Но у Шванкмайера все на этом не заканчивается. Опять возникает «но». Даже если нарушаются правила и пространственные границы игры, остаются временные границы — при выключении телевизора по окончании матча все проходит, и действия болельщика после трансляции матча остаются за кадром. Кроме того, фильм, пусть только во время перерыва, через котят напоминает о другом виде игры, который объединяет людей и таких зверей, которые «рождаются с мозгом, способным к обучению, не ограниченным генетическими программами». Речь идет о спонтанной игре без коммерческого интереса, об «исследовании», в котором детеныши зверей и человеческие дети делают первые шаги на пути познания мира, совершая «игровой процесс исследования возможностей»[359]
, который подразумевает обучение через опыт и ошибки.

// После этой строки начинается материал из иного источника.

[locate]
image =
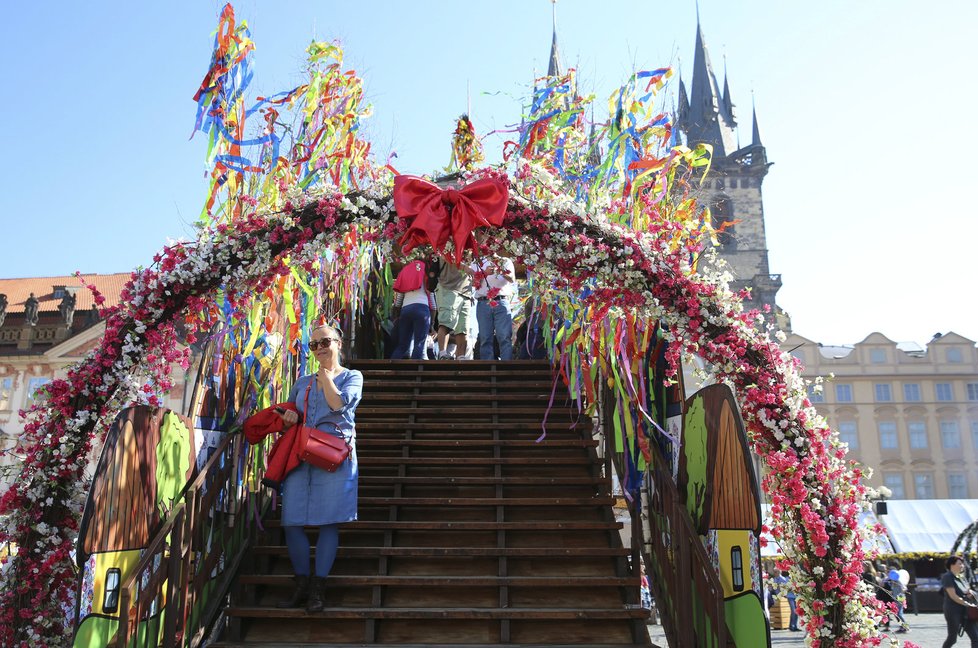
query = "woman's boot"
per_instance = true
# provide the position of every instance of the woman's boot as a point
(299, 595)
(317, 592)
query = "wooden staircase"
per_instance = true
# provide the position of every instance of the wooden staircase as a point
(470, 531)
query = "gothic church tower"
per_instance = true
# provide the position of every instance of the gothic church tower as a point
(733, 189)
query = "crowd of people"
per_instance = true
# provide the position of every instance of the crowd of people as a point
(439, 307)
(889, 583)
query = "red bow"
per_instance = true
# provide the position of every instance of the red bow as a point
(437, 215)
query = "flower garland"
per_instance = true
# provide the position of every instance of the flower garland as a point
(816, 495)
(43, 505)
(627, 238)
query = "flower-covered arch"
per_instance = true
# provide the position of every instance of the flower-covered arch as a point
(614, 243)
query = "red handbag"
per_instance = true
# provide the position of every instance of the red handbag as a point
(322, 449)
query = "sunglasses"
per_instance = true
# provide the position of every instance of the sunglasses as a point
(323, 343)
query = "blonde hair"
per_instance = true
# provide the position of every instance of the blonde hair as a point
(336, 332)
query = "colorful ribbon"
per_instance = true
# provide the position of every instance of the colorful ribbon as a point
(437, 215)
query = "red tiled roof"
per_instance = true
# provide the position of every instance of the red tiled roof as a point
(18, 290)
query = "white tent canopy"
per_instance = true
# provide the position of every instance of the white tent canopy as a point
(917, 526)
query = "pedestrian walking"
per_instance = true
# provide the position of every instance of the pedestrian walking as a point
(313, 496)
(413, 307)
(495, 284)
(958, 599)
(454, 298)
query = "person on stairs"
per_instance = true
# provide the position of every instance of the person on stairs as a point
(311, 496)
(494, 279)
(413, 307)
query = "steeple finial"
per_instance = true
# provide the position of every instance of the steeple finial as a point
(756, 134)
(710, 120)
(554, 68)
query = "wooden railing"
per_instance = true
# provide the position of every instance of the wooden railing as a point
(687, 589)
(179, 584)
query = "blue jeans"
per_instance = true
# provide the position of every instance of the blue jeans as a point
(495, 321)
(412, 327)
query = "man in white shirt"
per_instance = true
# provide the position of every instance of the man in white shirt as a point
(495, 282)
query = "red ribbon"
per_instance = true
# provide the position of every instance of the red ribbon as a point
(439, 214)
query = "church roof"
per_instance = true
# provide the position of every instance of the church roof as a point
(18, 291)
(554, 67)
(710, 113)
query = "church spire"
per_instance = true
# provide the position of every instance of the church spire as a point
(554, 69)
(710, 120)
(728, 104)
(756, 135)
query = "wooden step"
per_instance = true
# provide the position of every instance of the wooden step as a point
(442, 613)
(499, 552)
(486, 501)
(547, 444)
(454, 460)
(466, 425)
(278, 644)
(440, 525)
(479, 409)
(426, 383)
(283, 581)
(527, 480)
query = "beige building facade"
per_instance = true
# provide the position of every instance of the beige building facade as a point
(909, 413)
(47, 324)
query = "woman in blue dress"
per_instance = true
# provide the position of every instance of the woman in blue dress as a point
(312, 496)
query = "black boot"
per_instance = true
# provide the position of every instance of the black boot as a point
(317, 592)
(300, 594)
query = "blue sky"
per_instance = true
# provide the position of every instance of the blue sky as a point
(864, 108)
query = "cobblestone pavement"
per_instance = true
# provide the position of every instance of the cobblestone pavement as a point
(926, 630)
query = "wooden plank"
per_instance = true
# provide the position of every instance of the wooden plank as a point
(546, 444)
(284, 580)
(486, 501)
(452, 460)
(528, 525)
(529, 480)
(452, 410)
(440, 613)
(435, 552)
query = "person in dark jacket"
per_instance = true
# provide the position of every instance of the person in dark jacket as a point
(958, 597)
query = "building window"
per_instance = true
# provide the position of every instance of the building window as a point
(950, 434)
(32, 386)
(843, 393)
(110, 600)
(894, 481)
(737, 568)
(6, 390)
(723, 223)
(883, 392)
(849, 434)
(911, 392)
(923, 486)
(815, 395)
(918, 434)
(957, 486)
(888, 439)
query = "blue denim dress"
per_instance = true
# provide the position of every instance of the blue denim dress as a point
(312, 496)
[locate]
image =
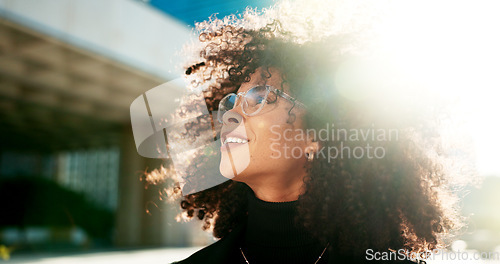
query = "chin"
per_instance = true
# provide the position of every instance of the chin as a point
(232, 167)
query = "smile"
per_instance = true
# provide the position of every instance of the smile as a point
(235, 140)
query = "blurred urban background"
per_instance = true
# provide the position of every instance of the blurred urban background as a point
(70, 175)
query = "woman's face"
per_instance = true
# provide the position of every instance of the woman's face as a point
(263, 146)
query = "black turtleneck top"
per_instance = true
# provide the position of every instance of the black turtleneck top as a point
(273, 236)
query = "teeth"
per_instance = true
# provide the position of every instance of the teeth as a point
(235, 140)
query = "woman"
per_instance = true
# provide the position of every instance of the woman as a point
(295, 195)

Котята не стремятся выиграть в своем «кошачьем футболе», они не преследуют никакой цели, они просто играют с орехом, и им не надо забивать его ни в какие ворота. Хотя этот антропоморфный аспект прячется за кулисами, состоящими из опустошенных бутылок пива и водки, он четко представлен в фильме во время перерыва в матче.Кроме того, в этом фильме, с его подчеркнутым фаллическим подтекстом, на трибунах присутствуют и женщины. В конце концов, можно вспомнить и о бумажных игроках, которые тройкой вальсируют по футбольному полю. В «непрерывности движения»[360]

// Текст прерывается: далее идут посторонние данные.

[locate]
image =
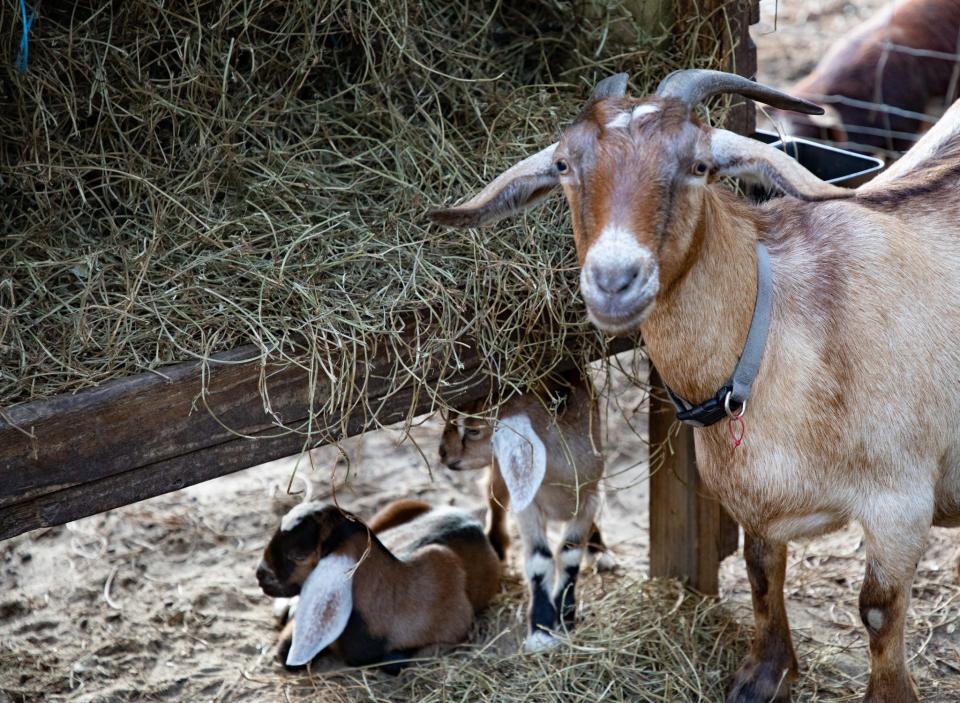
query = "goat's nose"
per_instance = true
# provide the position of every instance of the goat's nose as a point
(263, 572)
(614, 280)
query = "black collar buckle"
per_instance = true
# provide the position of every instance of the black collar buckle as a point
(707, 413)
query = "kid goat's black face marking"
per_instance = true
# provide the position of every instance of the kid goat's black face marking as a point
(307, 533)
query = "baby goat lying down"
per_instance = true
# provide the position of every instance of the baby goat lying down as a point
(413, 577)
(546, 467)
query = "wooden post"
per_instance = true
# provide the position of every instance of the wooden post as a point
(690, 532)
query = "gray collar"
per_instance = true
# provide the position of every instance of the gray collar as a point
(731, 399)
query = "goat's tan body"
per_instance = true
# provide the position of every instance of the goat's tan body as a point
(855, 411)
(568, 441)
(843, 423)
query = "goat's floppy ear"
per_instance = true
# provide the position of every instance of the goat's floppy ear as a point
(734, 155)
(522, 459)
(326, 600)
(520, 186)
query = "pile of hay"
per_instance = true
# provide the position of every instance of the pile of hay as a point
(181, 181)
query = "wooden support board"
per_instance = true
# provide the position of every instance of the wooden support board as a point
(71, 456)
(690, 532)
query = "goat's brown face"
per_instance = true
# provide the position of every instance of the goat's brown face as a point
(306, 534)
(633, 174)
(465, 444)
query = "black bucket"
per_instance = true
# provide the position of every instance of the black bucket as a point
(828, 163)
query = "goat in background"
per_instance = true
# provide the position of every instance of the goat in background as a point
(546, 466)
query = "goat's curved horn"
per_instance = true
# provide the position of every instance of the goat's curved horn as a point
(614, 86)
(693, 86)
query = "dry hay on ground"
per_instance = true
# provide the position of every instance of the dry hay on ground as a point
(178, 183)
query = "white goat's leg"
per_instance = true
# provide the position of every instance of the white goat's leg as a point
(893, 549)
(575, 537)
(598, 554)
(539, 568)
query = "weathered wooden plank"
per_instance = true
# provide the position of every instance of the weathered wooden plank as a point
(147, 435)
(88, 497)
(53, 444)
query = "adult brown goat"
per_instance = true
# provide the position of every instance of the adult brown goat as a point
(855, 405)
(877, 82)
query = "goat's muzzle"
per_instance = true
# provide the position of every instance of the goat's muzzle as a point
(619, 295)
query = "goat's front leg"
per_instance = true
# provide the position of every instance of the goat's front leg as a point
(539, 568)
(498, 498)
(575, 537)
(892, 555)
(771, 667)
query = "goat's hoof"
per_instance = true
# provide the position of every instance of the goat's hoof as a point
(761, 682)
(894, 690)
(283, 649)
(540, 641)
(605, 562)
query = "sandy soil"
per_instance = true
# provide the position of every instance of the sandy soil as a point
(158, 601)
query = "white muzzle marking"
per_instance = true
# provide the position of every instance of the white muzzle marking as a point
(614, 255)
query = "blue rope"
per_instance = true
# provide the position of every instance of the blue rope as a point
(24, 53)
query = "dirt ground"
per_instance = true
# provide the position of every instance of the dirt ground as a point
(158, 601)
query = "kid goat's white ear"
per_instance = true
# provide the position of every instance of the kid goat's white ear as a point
(326, 601)
(522, 458)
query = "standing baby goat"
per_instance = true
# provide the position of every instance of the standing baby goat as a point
(547, 467)
(415, 576)
(840, 309)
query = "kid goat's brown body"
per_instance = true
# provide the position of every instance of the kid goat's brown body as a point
(855, 411)
(417, 577)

Ханс-Ульрих Гумбрехт видит эстетический момент футбола, который является здесь спасительным. Йохан Хёйзинга видел в танце «одну из чистейших и совершеннейших форм игры»[361], упоминая при этом менуэт и кадриль, то есть фигурные и бальные танцы. И хотя эти образы предстают в фильме почти схематично, через бумажные фигуры, ими ни в коем случае нельзя пренебрегать, поскольку они представляют собой другой способ коммуникации и социального взаимодействия индивидуумов в обществе, контрастирующий с образами гротескно преувеличенного насилия, так ярко вылепленными в фильме. Пусть эти образы «игрового» футбола почти латентны — их следует учитывать: ведь благодаря постоянным переходам от жестокой оргии к танцам и обратно футбол в «Мужских играх» балансирует между игрой и серьезностью, между пенетрацией и нарушением границ — трансгрессией.Побуждение к молитве
Наступил вечер, дорогие слушатели и слушательницы, и несколько минут тому назад в Бундеслиге завершился семнадцатый игровой день. Возможно, вы и сами уже многие годы — болельщик той или иной команды, и сами с надеждой следите, на экране или даже на стадионе, за успехами ваших любимчиков. Многие ваши пылкие желания получили здесь свое воплощение, слезы радости вызывает у вас чувство признательности воспарившему над газоном центральному нападающему, который после точной передачи с фланга так интеллигентно забил головой. Однако и тайный гнев, и отчаяние поднимались в глубине души, когда приходилось наблюдать, как ваш либеро, во всем прочем вполне заслуживающий доверия, не успел прикрыть дыру в обороне, в результате чего преждевременное и излишнее отставание в игре на своем поле сбило с толку вашу команду…
Как сильно походит, однако, на подобную игру наша земная жизнь. Не по справедливости распределяются среди людей блага, и не раз, должно быть, посещали вас раздумья о том, как, кроме вас, гоняется за объектом вожделения еще двадцать один человек. То может быть футбольный мяч, какое-то особое положение на карьерной лестнице или просто товар по сходной цене на окончательной распродаже. Случается, речь идет и о спасении жизни: когда ваше личное место в таблице оставляет повод для наихудших опасений, и угроза перемещения в низшую лигу не дает покоя ни днем ни ночью. Не каждому ведь дано стоять на свежем зеленом газоне в лучах софитов; в час величайшего успеха мы должны найти минуту, чтобы вспомнить и о тех, кто изо дня в день гоняет мяч перед скудной кулисой на коровьей лужайке, на посыпанных шлаком площадках крайслиг A, B и C. И нередко мы задаемся вопросом, справедливо ли устроен этот мир, где столь грубые фолы остаются без возмездия, и где мы избегаем одиннадцатиметрового, которого совершенно очевидно заслуживаем. После иного пинка сзади месяцами лежим в гипсе, не зная, что будет. Слепа ли наша судьба? Есть ли Бог на небесах?!